Um interstício na voz da Caipirinha



“...
- É! O senhor conhece o Peidão?!
- Não, não conheço. Por favor, continue.
- Foi o senhor qui causo o interstício.
- Interstício?
- Foi. Não foi?
- Foi. E sua amiga?
- Ondi eu tava memo?
- No Peidão!”  (Falei com Da Vinci – pág.49)

A forma como falamos carrega vários indícios de quem somos. É por meio da fala que podemos perceber nosso lugar de origem, a faixa etária, o gênero do falante e até mesmo os grupos sociais que frequentamos.

Levar em conta apenas a norma culta da língua, ignorando qualquer fenômeno linguístico que não seja condizente com ela é algo muito comum nas Academias de Letras, editoras e nos currículos escolares. A partir dessa visão equivocada, origina-se o chamado preconceito linguístico. Assim como todo preconceito, trata-se de um pré-julgamento de caráter discriminatório. Nenhuma das línguas faladas no mundo segue todas as convenções linguísticas que as normatizam.

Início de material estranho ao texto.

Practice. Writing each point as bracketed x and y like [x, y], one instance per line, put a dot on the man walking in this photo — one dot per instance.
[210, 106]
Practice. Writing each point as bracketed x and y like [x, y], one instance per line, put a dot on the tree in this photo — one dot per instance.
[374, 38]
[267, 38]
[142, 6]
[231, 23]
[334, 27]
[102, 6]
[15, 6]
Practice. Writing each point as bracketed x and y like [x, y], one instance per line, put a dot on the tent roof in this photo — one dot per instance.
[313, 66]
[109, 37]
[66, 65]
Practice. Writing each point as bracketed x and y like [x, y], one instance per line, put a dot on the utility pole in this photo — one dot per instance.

Sendo viva, a língua modifica-se de maneira transversal e atemporal conforme seus falantes. De forma natural as variações e mudanças aumentam a distância entre os usos linguísticos reais e as formas normatizadas, padronizadas, eleitas como modelares. A gramática normativa apenas dita regras sobre uma determinada língua, mas jamais, em hipótese alguma, deve ser utilizada como a única teoria linguística válida. Não podemos ignorá-la por completo, assim como não podemos aceitar que se seja objeto de exclusão social.

Para falar e escrever bem, não precisamos necessariamente ser grandes estudiosos da gramática; precisamos ter contato com a língua padrão, falada ou escrita, para que consigamos internalizar seu conteúdo. Saber gramática, pode ser um elemento importante para que consigamos nos comunicar melhor, mas não uma exigência para tal. Devemos entender ‘variedades e diferenças’ como algo que a enriquece, jamais como um fator de exclusão.